A few months back I had the privilege of interviewing Lance Greathouse, a dental laser repair technician who builds some seriously inventive machines in his spare time. Frightening robots, souped-up wheelchairs, and more. I wrote about his latest creation, a drive-able, fire-spewing tailgating rig, in this piece for Popular Science, but I was also struck by what we'll call his philosophy, or at least the parts of it we discussed. None of this made it into the story, which covered what he did and why he did it, so I figured I'd share some here.
On the creative impulse:
"I get an idea in my head and I've got to build it or I go nuts. It's a sickness. Once I see something I've got to build it or I just go crazy."
The benefits of building:
"When I'm working on something my mind is clear. That's how I relax. People think I'm nuts because I'm out here hammering on something until one in the morning, but that's how I relax. Some people fish, some people watch TV, some people build."
On putting down the phone:
When people ask him how he creates so many cool machines in his spare time, Greathouse asks them to hand him their phone.

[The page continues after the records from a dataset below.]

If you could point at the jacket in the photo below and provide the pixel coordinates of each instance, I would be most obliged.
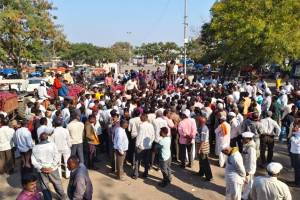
(90, 134)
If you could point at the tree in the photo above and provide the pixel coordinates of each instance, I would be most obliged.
(169, 51)
(82, 53)
(255, 32)
(122, 51)
(26, 27)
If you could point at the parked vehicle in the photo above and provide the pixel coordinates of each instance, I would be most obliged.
(34, 83)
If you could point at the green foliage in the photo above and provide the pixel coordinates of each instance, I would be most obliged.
(87, 53)
(253, 32)
(163, 51)
(26, 28)
(122, 51)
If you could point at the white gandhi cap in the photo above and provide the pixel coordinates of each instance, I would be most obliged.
(274, 167)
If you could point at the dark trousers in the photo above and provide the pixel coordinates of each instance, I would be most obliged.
(165, 167)
(119, 164)
(26, 166)
(77, 150)
(6, 161)
(54, 178)
(183, 148)
(142, 155)
(91, 155)
(205, 169)
(131, 150)
(233, 142)
(175, 144)
(296, 162)
(266, 141)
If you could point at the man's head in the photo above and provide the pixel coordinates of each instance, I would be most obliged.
(29, 182)
(73, 162)
(274, 169)
(43, 121)
(92, 119)
(144, 117)
(43, 137)
(159, 113)
(247, 137)
(124, 124)
(226, 150)
(164, 132)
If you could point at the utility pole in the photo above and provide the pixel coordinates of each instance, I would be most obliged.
(185, 33)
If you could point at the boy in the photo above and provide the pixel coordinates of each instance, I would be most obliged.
(29, 183)
(164, 147)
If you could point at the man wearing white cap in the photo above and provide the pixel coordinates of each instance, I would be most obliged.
(234, 129)
(249, 159)
(222, 139)
(234, 173)
(269, 187)
(271, 129)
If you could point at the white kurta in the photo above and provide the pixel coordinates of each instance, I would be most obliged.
(266, 188)
(234, 176)
(221, 141)
(249, 159)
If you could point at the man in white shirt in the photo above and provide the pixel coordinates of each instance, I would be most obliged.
(61, 138)
(131, 84)
(120, 146)
(271, 129)
(234, 173)
(144, 140)
(42, 91)
(288, 87)
(45, 159)
(269, 187)
(44, 127)
(24, 143)
(234, 129)
(158, 123)
(6, 145)
(76, 128)
(66, 113)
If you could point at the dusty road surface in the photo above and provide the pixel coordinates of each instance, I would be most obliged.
(185, 185)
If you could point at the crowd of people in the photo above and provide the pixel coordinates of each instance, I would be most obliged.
(158, 119)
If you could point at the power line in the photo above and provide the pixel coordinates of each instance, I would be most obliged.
(157, 22)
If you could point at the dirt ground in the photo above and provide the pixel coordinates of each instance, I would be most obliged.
(185, 184)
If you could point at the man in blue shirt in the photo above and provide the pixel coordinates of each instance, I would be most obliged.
(164, 147)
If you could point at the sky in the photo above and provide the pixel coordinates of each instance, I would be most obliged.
(104, 22)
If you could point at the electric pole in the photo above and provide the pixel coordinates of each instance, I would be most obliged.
(185, 33)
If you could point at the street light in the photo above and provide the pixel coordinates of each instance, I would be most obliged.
(185, 33)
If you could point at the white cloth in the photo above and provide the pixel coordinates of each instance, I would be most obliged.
(266, 188)
(42, 92)
(44, 129)
(234, 128)
(76, 129)
(295, 143)
(270, 127)
(234, 176)
(6, 138)
(120, 140)
(159, 123)
(23, 140)
(249, 160)
(66, 116)
(134, 123)
(146, 136)
(130, 85)
(61, 138)
(45, 155)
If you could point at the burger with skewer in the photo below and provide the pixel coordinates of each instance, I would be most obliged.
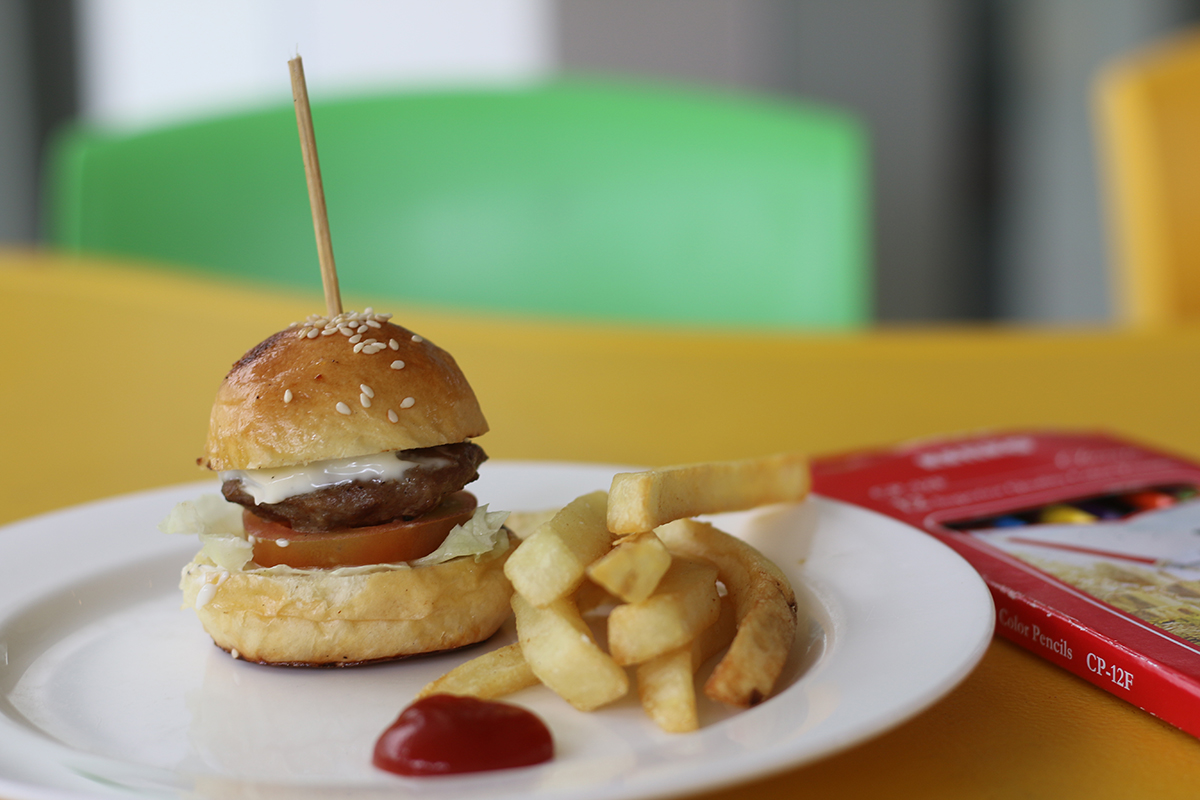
(343, 535)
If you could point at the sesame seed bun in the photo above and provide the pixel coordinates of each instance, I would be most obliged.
(319, 618)
(315, 392)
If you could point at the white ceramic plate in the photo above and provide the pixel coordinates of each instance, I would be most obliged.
(107, 689)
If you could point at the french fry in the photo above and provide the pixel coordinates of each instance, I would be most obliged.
(645, 500)
(666, 684)
(591, 596)
(551, 563)
(684, 603)
(633, 567)
(561, 651)
(765, 605)
(492, 674)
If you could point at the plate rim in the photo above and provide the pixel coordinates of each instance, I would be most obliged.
(750, 768)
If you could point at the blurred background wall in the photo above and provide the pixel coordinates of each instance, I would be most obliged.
(985, 184)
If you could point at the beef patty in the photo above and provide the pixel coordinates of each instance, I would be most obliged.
(438, 471)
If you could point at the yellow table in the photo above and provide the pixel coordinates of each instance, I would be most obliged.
(109, 371)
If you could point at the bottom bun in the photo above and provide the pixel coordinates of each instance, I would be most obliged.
(341, 618)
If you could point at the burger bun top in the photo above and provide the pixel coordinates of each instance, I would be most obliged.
(303, 396)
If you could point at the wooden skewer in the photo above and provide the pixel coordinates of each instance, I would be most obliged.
(316, 190)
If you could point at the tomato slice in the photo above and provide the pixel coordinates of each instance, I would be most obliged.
(388, 543)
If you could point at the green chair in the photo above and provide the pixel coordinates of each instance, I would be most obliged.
(574, 199)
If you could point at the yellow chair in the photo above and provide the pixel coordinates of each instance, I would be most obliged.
(1149, 124)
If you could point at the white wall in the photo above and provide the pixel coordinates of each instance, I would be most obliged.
(147, 61)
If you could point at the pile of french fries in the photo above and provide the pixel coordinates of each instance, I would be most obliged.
(678, 591)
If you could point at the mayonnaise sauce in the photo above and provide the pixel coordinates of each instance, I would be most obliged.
(282, 482)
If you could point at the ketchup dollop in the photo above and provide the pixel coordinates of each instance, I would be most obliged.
(445, 734)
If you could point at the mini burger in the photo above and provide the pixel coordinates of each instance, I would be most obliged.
(345, 535)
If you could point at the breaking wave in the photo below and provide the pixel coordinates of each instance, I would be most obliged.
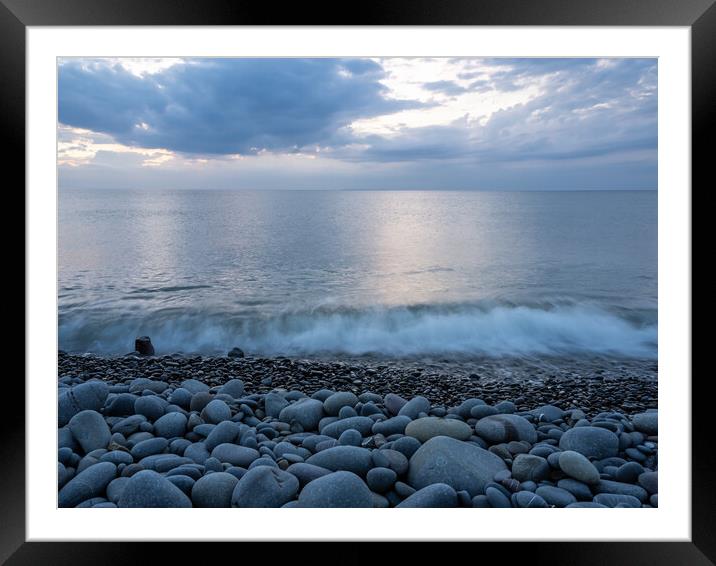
(492, 330)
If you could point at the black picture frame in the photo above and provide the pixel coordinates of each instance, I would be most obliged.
(16, 15)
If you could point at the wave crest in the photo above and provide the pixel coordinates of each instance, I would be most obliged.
(501, 330)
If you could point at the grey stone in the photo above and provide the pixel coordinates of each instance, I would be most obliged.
(548, 413)
(185, 483)
(150, 489)
(577, 465)
(555, 496)
(415, 406)
(235, 454)
(305, 412)
(213, 490)
(87, 484)
(149, 447)
(128, 425)
(528, 467)
(608, 486)
(306, 472)
(197, 452)
(180, 397)
(629, 472)
(381, 480)
(216, 411)
(90, 430)
(459, 464)
(338, 489)
(481, 411)
(577, 488)
(115, 488)
(234, 388)
(592, 442)
(122, 405)
(194, 386)
(333, 404)
(528, 500)
(224, 432)
(274, 404)
(650, 482)
(90, 395)
(150, 406)
(648, 423)
(117, 457)
(362, 424)
(434, 495)
(614, 500)
(426, 428)
(265, 487)
(496, 429)
(394, 403)
(170, 425)
(350, 437)
(395, 425)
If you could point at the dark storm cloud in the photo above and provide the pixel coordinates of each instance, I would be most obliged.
(224, 106)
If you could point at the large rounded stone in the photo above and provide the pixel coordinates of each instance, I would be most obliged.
(648, 423)
(216, 411)
(547, 413)
(90, 430)
(346, 458)
(362, 424)
(528, 467)
(150, 406)
(395, 425)
(264, 486)
(305, 412)
(618, 488)
(150, 489)
(426, 428)
(149, 447)
(333, 404)
(224, 432)
(307, 472)
(414, 407)
(591, 441)
(496, 429)
(90, 395)
(170, 425)
(234, 454)
(214, 490)
(578, 467)
(435, 495)
(233, 388)
(555, 496)
(461, 465)
(89, 483)
(274, 404)
(394, 403)
(339, 489)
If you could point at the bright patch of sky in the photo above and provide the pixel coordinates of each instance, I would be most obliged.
(358, 123)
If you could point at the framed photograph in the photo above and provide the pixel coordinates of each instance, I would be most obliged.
(424, 275)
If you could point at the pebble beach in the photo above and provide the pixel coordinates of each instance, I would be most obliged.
(236, 431)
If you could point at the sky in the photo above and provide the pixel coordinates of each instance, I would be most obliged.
(326, 123)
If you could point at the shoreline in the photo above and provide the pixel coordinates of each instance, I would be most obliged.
(591, 384)
(175, 431)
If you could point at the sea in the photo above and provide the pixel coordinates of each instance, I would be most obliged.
(397, 274)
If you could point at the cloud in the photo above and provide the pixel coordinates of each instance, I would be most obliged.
(465, 123)
(224, 106)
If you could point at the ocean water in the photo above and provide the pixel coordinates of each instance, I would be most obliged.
(387, 273)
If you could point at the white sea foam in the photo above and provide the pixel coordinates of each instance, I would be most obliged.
(500, 330)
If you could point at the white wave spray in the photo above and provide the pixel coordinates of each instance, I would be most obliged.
(502, 330)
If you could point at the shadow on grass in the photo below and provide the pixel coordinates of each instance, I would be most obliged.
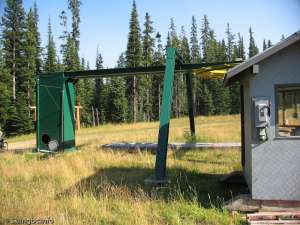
(187, 185)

Then he turns it off and puts it away. "How can you focus on anything when you're always looking at your phone all the time?" he asks.
And on raising kids:
"If I could go back and do it over I would totally eliminate the video games. I hate that stuff with a passion. The kids waste so much time on that and they have absolutely nothing to show for that time. I'd rather my kids go out and collect rocks or sticks."